Ongetwijfeld de grootste initiatiefnemer is Vulcan Real Estate, onderdeel van Vulcan Inc, een bedrijf waarvan voormalig Microsoft baas Paul Allen eigenaar is. De ontwikkelaar startte met het aankopen van verschillende ‘properties’ en verwierf gaande weg zo’n 25 hectare grond in het gebied. De ambitie werd uitgesproken dat dit gebied de potentie had zich te ontwikkelen tot een ‘mixed-use bio-tech-oriented community’. Vanaf 2000 werkte Vulcan aan een ‘development strategy’ gebaseerd op de Comprehensive Plan (vergelijkbaar met een structuurplan) van de stad. In twee opeenvolgende fases werd de ontwikkelingstrategie uitgevoerd. Vulcan richtte zich eerst op het creëren van marktinteresse door het ontwikkelen van kwalitatief hoogwaardig vastgoed dat flexibel genoeg was voor verschillende gebruikers en deze ontwikkelwinsten werd geïnvesteerd in grondaankopen. De tweede strategiefase vanaf 2008 richt zich vooral op het vastleggen van gebruikers, dus risicoloos ontwikkelen. Op deze manier is ook Amazon aangetrokken welke nu hun hoofdkantoor gevestigd heeft in het gebied. Maar vooral opvallend is ook de visie die de ontwikkelaar heeft op het herontwikkelen van binnenstedelijke gebieden. Deze gebieden moeten zich organisch kunnen ontwikkelen, conform veranderende inzichten, vraag en wensen, zoals steden in het verleden ook gegroeid zijn. Door te faseren wordt bovendien het ontwikkelrisico verlaagd in tegenstelling tot de ‘develop at once’ projecten die we in Nederland kennen. Ook richt Vulcan zich op meer authentieke winkels die het gebied uniek maken als retail bestemming.

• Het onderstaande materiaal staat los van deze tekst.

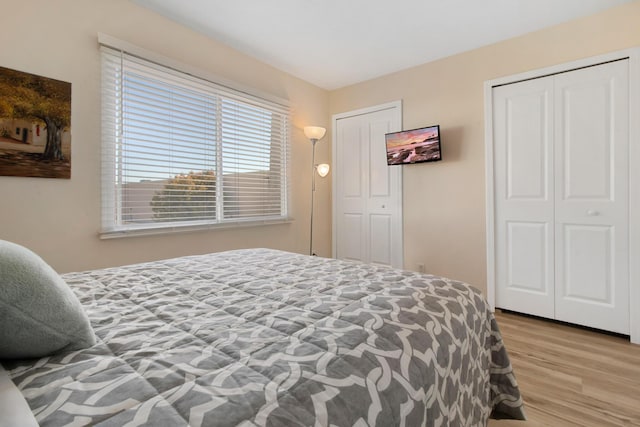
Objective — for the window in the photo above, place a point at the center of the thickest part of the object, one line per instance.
(180, 151)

‘Reisverslag Seattle, Portland en Vancouver - Afbeelding 3’
De rol van de gemeente in South Lake Union is er vooral voor te zorgen dat die ontwikkeling dan integraal verloopt. Daarvoor heeft zij een Neighborhood Plan (NP) en Urban Design Framework (UDF) opgesteld waarin algemene doelstellingen worden gesteld. Deze plannen zijn op initiatief van de gemeente gemaakt in samenspraak met lokale eigenaren, bewoners en ontwikkelaar, alvorens ze gemandateerd worden door de Council. Verder heeft de gemeente de beschikking over ‘land-use zoning’ en ‘building permits’ om de ontwikkeling te reguleren. Om een bouwvergunning te krijgen moet de ontwikkelaar voldoen aan de eisen in de ‘zoning code’ zoals maximale hoogte en minimale dichtheden. Daarnaast conformeren ontwikkelaars zich aan de NP en UDP om plannen zeker te stellen. In dit project overweegt de gemeente nu om een ‘upzoning’ in te stellen waardoor Vulcan toegestaan wordt hoger te bouwen in ruil voor ‘developer contributions’ in de vorm van het ontwikkelen van publieke ruimte ‘on-site’ of een financiële bijdrage aan een fonds voor sociale woningbouw ‘off-site’. Dit komt de stedelijke variëteit ten goede en ontlast publieke financiën. Daarnaast heeft de gemeente grond verkocht aan Vulcan onder de conditie van een financiële bijdrage aan een park.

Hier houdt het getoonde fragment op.